Dr Mark Charny advises on how to prioritise topics for audit and the importance of measuring outputs and outcomes


Q With so many things we could look at and serious time pressures, how do we prioritise what we audit?

A Deciding what to audit is a matter of judgement. Sometimes you are obliged, or effectively obliged, to audit an aspect of care. Where you have a choice, you may find the following checklist useful:

  • Do you have any reason to believe that there is currently a problem? If not, you might make this less of a priority (other things being equal).
  • If there seems to be a problem, does it have significant negative implications for the organisation and/or workload of practice staff, or might it do so in the future? An audit can more than pay for itself if it results in changes that streamline the way care is given, by improving working conditions, reducing the possibility of error, or making it easier to achieve the end result with less effort.
  • Are any suspected deficiencies in patient care likely to have any serious clinical or other consequences for patients? Concerns about critical elements of care deserve attention because of the need to reduce the possibility of harm to patients and to improve outcomes – indeed, failure to address these issues could result in litigation or professional disciplinary procedures.
  • Is the proposed audit concerned with aspects of care that may be important to patients as ‘customers’? Some aspects of care are more important to patients than an analysis based on clinical harm or benefit might suggest. For example, the arrangements for obtaining repeat prescriptions may be safe, but not user-friendly. As well as being a good thing in itself, a positive relationship between the practice and patients brings benefits in terms of better concordance, fewer complaints, and fewer consultations.
  • Is there a consensus on what constitutes good care? Where there is no currently accepted best way of doing things (for example, a national guideline, clear evidence from a Cochrane review, or a consensus among practice staff), audit is unlikely to achieve useful results – unless the audit is explicitly designed to generate consensus where none exists.
  • Is someone interested in taking the lead on the proposed audit? Audit without action is no audit at all. Although many people may be involved in the care being audited, action needs to be led and co-ordinated by someone with the time and interest to make sure that things that need to be done get done, and that the momentum does not get lost in the sea of competing priorities.
  • Is there a realistic prospect of changing things, if they need to be changed? If the chances of making changes are low, it may not be worth embarking on an audit, even if the issue is important – unless you use the audit results to raise awareness with a view to persuading people who can make the change happen – in which case the objective is really to change colleagues’ views rather than the care. This will depend on the skills of the project leader, how much control the practice has over the problems, and the extent to which those involved agree that there is a problem and are committed to solving it.
  • Can change be achieved within a reasonable timescale? If the timescales are long, enthusiasm will be lost, people will move jobs, and other things will change. All this makes running the audit as a project much more difficult.
  • Is it easy to give the proposed audit a focus, if it does not already have one? The more general the question, the more difficult it is to organise and effect change. A question like “Is blood pressure recorded in the notes every year for all patients over 65 years of age?” is much easier to answer and do something about than a question like “Are we doing everything we should to reduce coronary heart disease?”
  • Can the aspect(s) of care being audited be measured? Not everything that is important is measurable – and, of course, not everything that is measurable is important!

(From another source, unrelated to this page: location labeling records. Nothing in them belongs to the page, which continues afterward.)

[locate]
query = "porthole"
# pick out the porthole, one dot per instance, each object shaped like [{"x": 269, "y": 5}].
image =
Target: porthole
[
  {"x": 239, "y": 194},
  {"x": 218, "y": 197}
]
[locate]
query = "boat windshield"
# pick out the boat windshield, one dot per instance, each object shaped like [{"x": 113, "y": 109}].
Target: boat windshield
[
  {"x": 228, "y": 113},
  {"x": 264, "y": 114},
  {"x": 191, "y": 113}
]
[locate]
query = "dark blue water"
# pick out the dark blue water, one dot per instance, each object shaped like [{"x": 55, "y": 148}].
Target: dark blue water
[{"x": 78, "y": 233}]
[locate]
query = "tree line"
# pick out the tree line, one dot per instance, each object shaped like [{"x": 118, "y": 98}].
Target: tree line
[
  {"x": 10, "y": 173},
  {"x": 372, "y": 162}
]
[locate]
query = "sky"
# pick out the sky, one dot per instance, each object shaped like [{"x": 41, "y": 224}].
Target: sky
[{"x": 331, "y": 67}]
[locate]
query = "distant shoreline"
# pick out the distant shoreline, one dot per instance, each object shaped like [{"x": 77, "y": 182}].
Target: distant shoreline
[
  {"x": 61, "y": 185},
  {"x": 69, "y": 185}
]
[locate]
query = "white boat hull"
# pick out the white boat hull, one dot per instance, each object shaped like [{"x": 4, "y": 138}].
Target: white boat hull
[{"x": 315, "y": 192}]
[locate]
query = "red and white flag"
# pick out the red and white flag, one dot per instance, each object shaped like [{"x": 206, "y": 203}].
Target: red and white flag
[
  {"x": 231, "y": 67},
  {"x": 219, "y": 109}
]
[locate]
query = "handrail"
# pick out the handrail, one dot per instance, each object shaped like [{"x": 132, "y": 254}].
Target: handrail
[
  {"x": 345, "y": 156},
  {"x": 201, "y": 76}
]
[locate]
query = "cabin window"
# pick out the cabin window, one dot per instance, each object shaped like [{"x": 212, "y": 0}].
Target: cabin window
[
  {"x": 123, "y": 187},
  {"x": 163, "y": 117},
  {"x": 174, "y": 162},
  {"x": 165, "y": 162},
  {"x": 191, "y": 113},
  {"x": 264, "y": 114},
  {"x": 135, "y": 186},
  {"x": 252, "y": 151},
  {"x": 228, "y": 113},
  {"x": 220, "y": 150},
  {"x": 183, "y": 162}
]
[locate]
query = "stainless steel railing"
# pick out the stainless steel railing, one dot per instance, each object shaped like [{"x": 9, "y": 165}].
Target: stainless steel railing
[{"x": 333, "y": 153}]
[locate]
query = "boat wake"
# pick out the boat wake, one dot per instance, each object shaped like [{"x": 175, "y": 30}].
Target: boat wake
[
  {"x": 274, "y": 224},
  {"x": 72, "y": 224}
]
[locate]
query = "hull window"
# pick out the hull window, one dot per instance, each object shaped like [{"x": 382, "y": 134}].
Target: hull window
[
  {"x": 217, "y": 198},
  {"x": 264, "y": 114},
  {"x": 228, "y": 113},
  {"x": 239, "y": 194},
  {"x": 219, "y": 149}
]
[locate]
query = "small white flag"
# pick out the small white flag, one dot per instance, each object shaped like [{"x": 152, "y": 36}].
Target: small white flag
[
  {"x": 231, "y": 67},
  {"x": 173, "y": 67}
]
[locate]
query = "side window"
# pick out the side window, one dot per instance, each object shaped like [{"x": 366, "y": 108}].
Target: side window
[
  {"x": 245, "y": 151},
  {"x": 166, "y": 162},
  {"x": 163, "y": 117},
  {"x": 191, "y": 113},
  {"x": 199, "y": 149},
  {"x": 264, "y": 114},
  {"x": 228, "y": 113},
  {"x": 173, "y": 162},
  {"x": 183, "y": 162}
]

The checklist above provides a basis which you can use to prioritise topics to be audited. It may be useful to generate a list of possible subjects for audit by brainstorming, and then get audit participants to rate each subject on the basis of agreed criteria.

Do this individually if you want to explore differences in view, and particularly if there is a domineering individual in the group. Do it in a group if team dynamics are good and you want to generate consensus.

It is important to be realistic about the time available and to stick to an agreed programme. It is much better to make a few things work than to leave many loose ends.

Q What are the principles of measurement?

A Audit depends on collecting data, and then doing something useful with it. Proper attention to measurement makes it easier to collect data, and makes it more likely that the data are meaningful.

In general, audits measure either process (what is done) or outcome (what happens as a result of what is done) or both. They do not usually measure inputs (what resources are available for doing the job).

Outcome may cover outputs (what happens in the short term, such as an operation completed successfully), and true outcomes (what happens in the long term, such as the treatment resulting in improved quality of life).

Although it is important to remember that care is given in the expectation that it improves outcomes, it is generally more practical to measure outputs than outcomes: outputs occur sooner and are less subject than outcomes to external influences.

Measurements must be explicit (the test is that someone who has never seen the definition before would know exactly what is intended), reproducible (in a given situation, the measurement by the same individual at different times would be the same), unambiguous (in a given situation, the measurement by different individuals would be the same), and valid (they bear a known relationship to what one would really want to measure if one could).

There is extensive literature on measurement, but these questions can be answered – using commonsense, knowledge of the subject, and a very limited pilot – by anyone willing to apply themselves.